6. Dietary Therapy and Preventive Measurements
Like in all types of medicine, Chinese medicine recognizes that environmental and dietary factors contribute to disease. Therefore, preventive measures and ways to adjust the environment that one is exposed to maybe just as helpful as therapeutic medications. Some of these measures include:

  • Avoiding prolonged and excessive visual tasks.

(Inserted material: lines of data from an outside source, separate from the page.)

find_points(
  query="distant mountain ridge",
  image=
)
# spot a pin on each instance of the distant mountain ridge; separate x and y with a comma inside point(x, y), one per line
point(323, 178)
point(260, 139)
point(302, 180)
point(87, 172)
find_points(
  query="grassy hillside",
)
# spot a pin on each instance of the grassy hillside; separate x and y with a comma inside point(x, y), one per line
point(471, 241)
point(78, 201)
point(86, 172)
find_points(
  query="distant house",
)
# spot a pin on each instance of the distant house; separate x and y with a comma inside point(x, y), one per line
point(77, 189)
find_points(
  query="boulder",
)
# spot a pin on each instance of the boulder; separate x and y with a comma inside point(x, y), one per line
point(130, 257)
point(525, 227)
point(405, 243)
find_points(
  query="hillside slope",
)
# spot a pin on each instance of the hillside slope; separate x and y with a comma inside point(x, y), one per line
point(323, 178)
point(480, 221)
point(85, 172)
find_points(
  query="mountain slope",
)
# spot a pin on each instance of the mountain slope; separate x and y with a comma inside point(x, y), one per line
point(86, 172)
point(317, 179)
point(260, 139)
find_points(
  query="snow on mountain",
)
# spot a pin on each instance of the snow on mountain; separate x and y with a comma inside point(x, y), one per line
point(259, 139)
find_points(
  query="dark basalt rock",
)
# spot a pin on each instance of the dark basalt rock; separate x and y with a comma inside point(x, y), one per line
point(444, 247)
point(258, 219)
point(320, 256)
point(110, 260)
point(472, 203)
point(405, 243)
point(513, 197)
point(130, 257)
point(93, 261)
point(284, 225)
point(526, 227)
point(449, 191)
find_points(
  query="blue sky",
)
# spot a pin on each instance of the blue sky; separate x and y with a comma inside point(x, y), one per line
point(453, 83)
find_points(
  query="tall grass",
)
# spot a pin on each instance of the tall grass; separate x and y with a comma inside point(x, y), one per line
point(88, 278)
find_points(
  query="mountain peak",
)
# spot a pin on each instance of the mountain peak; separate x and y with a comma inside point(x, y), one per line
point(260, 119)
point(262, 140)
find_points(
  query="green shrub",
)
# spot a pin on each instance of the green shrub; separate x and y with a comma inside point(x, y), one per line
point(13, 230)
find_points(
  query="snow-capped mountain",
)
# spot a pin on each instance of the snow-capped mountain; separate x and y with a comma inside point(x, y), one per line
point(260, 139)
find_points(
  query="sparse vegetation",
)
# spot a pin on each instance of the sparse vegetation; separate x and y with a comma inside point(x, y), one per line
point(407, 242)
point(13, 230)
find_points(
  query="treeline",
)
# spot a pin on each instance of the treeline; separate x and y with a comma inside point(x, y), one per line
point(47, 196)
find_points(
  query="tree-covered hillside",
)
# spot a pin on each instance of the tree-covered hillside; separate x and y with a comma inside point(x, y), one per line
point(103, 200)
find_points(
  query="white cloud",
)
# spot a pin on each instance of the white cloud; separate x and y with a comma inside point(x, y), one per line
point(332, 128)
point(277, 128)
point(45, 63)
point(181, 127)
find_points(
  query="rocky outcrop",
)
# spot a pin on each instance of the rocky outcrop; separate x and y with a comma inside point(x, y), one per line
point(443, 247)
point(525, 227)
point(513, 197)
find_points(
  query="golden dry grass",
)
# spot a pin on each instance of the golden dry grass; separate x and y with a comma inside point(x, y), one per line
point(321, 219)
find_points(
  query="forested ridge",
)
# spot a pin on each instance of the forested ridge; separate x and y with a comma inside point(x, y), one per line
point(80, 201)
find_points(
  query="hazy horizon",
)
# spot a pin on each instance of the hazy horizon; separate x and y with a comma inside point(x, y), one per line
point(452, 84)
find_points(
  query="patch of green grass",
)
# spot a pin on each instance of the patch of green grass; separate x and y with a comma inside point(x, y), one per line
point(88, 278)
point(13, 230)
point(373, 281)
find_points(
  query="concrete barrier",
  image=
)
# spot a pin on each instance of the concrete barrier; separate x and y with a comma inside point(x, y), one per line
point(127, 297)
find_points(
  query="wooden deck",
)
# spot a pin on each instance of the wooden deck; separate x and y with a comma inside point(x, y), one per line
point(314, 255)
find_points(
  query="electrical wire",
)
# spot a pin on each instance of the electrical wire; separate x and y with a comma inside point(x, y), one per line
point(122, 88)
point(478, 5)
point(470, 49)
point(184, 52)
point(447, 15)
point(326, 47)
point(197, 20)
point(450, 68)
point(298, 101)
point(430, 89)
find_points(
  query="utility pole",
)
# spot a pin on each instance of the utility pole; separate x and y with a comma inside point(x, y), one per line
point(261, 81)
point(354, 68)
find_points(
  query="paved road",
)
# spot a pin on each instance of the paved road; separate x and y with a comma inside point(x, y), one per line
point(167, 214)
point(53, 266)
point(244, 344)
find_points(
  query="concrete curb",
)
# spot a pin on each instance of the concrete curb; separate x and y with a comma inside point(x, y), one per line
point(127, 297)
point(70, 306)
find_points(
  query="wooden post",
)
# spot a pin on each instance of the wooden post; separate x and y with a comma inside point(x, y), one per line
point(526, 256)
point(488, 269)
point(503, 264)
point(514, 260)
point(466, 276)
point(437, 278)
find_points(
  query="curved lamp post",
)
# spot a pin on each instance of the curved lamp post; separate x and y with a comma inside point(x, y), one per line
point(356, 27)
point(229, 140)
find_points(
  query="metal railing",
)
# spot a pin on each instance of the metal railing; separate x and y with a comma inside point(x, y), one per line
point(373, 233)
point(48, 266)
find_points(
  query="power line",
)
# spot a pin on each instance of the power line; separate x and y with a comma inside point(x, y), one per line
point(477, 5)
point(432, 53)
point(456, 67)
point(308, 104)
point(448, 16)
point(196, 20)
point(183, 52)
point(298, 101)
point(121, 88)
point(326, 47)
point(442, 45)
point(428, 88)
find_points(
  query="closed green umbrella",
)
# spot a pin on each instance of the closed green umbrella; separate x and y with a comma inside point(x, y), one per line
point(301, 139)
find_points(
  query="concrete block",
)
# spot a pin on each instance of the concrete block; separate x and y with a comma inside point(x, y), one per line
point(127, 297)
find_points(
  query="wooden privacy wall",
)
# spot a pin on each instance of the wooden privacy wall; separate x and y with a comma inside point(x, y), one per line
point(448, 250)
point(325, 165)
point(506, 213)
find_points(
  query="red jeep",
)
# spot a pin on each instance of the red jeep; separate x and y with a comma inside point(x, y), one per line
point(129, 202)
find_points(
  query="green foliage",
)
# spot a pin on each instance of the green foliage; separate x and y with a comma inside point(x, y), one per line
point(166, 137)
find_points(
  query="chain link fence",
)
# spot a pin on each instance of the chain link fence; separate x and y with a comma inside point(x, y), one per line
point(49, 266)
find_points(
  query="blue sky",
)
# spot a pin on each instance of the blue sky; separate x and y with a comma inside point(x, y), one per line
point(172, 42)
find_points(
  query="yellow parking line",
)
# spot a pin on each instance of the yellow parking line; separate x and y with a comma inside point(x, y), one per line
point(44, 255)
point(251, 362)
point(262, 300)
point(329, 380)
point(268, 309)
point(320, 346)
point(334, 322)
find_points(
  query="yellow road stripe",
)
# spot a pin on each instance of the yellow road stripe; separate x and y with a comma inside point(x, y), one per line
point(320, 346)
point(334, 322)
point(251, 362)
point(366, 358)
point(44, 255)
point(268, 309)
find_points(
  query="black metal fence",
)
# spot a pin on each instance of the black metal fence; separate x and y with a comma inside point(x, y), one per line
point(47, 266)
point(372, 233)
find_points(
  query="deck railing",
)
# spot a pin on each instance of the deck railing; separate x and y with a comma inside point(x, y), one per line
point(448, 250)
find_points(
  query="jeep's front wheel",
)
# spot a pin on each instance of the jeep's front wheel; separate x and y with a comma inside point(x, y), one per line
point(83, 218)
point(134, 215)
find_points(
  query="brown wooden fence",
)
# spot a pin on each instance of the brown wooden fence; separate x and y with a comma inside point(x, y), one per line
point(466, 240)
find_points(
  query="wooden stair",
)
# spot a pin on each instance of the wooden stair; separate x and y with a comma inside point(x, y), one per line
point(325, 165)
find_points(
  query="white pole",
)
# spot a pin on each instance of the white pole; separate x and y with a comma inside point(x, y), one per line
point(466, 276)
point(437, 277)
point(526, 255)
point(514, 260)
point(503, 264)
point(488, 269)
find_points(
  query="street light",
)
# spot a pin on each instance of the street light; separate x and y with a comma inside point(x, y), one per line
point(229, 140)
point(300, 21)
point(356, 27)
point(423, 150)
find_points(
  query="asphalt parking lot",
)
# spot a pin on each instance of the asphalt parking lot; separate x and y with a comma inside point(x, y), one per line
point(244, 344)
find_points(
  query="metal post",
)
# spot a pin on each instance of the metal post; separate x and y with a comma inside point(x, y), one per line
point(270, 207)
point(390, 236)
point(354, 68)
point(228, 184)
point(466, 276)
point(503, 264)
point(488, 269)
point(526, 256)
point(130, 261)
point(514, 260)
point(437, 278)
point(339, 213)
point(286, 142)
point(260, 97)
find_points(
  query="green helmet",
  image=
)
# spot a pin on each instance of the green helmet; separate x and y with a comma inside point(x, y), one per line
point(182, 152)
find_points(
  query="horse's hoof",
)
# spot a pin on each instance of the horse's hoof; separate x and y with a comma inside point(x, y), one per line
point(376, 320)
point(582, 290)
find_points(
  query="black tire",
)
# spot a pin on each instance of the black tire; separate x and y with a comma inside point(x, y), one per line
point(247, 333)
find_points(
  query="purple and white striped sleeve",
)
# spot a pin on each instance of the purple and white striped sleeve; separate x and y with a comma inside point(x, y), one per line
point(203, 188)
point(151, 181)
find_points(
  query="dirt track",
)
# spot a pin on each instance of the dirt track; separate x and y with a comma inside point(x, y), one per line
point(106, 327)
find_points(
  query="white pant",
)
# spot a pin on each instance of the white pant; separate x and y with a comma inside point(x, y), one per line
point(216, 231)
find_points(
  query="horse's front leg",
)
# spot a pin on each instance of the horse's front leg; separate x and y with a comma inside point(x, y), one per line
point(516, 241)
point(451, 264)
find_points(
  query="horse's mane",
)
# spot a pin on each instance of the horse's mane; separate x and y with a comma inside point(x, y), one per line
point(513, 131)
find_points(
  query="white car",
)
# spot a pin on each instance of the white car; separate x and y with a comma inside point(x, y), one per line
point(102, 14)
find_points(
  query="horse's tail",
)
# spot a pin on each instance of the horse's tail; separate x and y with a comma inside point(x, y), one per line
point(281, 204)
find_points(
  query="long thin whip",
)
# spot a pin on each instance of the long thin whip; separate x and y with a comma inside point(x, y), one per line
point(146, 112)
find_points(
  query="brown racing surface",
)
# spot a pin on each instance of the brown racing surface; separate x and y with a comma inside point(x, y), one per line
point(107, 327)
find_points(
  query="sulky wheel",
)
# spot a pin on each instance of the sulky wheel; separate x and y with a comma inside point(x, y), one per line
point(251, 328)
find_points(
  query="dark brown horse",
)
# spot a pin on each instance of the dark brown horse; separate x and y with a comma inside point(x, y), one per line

Patients are counseled that TV, computers and other IT gadgets should be placed in a position below eye level.
  • Avoidance of air conditioning and dust, and measures to maintain a certain degree of humidity in the room
  • Adopting a positive attitude to life and have a happy outlook, paying particular attention to balanced and sufficient dietary components and maintaining a healthy eating habit including the consumption of fresh vegetables and fruits, while increasing vitamins A, B, C and E intake. The patients should be advised against over-consumption of spicy, greasy-fried, or fatty and processed foods.
  • Regulation of the internal emotions and working on cultivating an optimistic mood; maintaining a proper balance between work and relaxation.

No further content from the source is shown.